Quelle est la vraie nature de ce billet de banque, qui au bout de 4 à 5 générations (pas davantage, en fait) a plus ou moins remplacé l’or dans les représentations spontanées de la richesse financière ? Peut-être la découvre-t-on, comme celle du diamant (billet 12), en le brûlant ?

gainsbourg

Pour avoir vu un soir de mars 1984 Serge Gainsbourg brûler un Pascal sur TF1 en affirmant qu’il savait bien que son comportement était illégal, bien des gens ont ancré dans leurs esprits comme quelque chose d’acquis qu’il était non seulement absurde mais aussi criminel de se chauffer ainsi, parce qu’en brûlant le papier on attenterait aussi à un petit supplément de je ne sais quoi, tenant à la majesté de l’Etat, à l’économie nationale, au lien de solidarité sociale…

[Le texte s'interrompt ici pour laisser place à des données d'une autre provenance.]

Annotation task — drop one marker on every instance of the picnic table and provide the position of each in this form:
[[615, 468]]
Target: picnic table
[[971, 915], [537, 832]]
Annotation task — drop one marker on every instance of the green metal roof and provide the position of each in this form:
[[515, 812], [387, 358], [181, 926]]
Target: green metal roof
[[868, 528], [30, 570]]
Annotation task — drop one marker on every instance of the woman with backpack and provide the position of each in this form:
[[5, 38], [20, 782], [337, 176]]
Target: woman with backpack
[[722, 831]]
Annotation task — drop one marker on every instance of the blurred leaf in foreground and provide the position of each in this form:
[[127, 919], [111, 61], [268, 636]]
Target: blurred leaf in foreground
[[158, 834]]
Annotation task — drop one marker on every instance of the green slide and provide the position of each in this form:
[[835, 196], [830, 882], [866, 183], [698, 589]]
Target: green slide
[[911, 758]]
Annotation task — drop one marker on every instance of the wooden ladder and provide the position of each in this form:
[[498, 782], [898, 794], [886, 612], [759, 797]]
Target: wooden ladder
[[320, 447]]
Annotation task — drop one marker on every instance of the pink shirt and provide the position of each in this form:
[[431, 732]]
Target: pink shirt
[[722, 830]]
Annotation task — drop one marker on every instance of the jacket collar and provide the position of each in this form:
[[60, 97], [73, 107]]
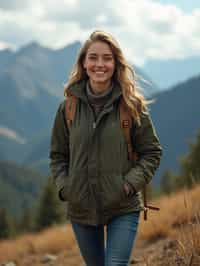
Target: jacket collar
[[79, 90]]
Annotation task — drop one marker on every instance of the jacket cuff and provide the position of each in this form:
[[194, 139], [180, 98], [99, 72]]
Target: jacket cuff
[[137, 182]]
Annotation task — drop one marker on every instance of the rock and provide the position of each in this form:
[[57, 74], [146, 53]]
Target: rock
[[48, 258]]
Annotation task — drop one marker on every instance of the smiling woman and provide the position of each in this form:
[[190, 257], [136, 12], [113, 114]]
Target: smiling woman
[[90, 159], [99, 64]]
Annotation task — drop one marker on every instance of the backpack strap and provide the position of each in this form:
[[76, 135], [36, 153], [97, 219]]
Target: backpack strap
[[126, 123], [70, 109]]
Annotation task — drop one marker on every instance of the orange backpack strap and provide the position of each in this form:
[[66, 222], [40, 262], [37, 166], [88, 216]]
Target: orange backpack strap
[[126, 123], [70, 109]]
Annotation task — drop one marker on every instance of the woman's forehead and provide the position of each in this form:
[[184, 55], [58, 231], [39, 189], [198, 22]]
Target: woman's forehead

Cette infraction faisait en effet l’objet d’une incrimination dans l’ancien article 439 du Code pénal de 1810 : quiconque aura volontairement brûlé ou détruit, d’une manière quelconque, des registres, minutes ou actes originaux de l’autorité publique, des titres, billets, lettres de change, effets de commerce ou de banque, contenant ou opérant obligation, disposition ou décharge (…) sera puni d'un emprisonnement de deux à cinq ans et d'une amende de 500 F à 8.000 F. Ceci fut repris dans l’ordonnance du 4 décembre 1944 : si les pièces détruites sont des actes de l’autorité publique, ou des effets de commerce ou de banque, la peine sera la réclusion criminelle à temps de cinq a dix ans.

Mais en vérité, en 1984, les choses avaient bien changé. Dans un arrêt du 4 juin 1975, la Chambre Criminelle de la Cour de cassation avait estimé que les billets de banque, simples signes monétaires qui ne contiennent ni n’opèrent actuellement obligation, disposition ou décharge, ne rentrent pas dans la catégorie des pièces dont l’incendie ou la destruction volontaire sont réprimés par l’article 439.

Le texte de 1810 a disparu plus tard, abrogé par l’article 372 de la loi du 16 décembre 1992. Restait la question est de savoir si un tel acte relevait de la destruction du bien d’autrui mais il fut tranché que billet appartient quand même à son porteur. Clamer le contraire eût sans doute ébranlé l'opinion.

billets déchirés

Dans la pratique, les porteurs auraient plutôt tendance à prendre soin des billets, soit pour les présenter en état décent aux honnêtes commerçants où ils ont leur pratique, soit pour les garder pour leurs vieux jours, comme si la valeur dormait dans son lit de papier comme une Belle au Bois dormant.

Sleeping beauty

Une loi (n° 73-7) du 3 janvier 1973 disposait (article 33) que la banque centrale était tenue d’assurer sans condition, ni limitation, l’échange à ses guichets contre d’autres types de billets ayant cours légal des billets dont le cours légal avait été supprimé : il suffisait donc de changer les draps de temps en temps, et la valeur continuait de reposer.

On dit partout que l’on a une monnaie fondée sur de la dette. A-t-on jamais vu qu’une partie puisse éteindre sa dette rien qu’en changeant son papier à lettre ?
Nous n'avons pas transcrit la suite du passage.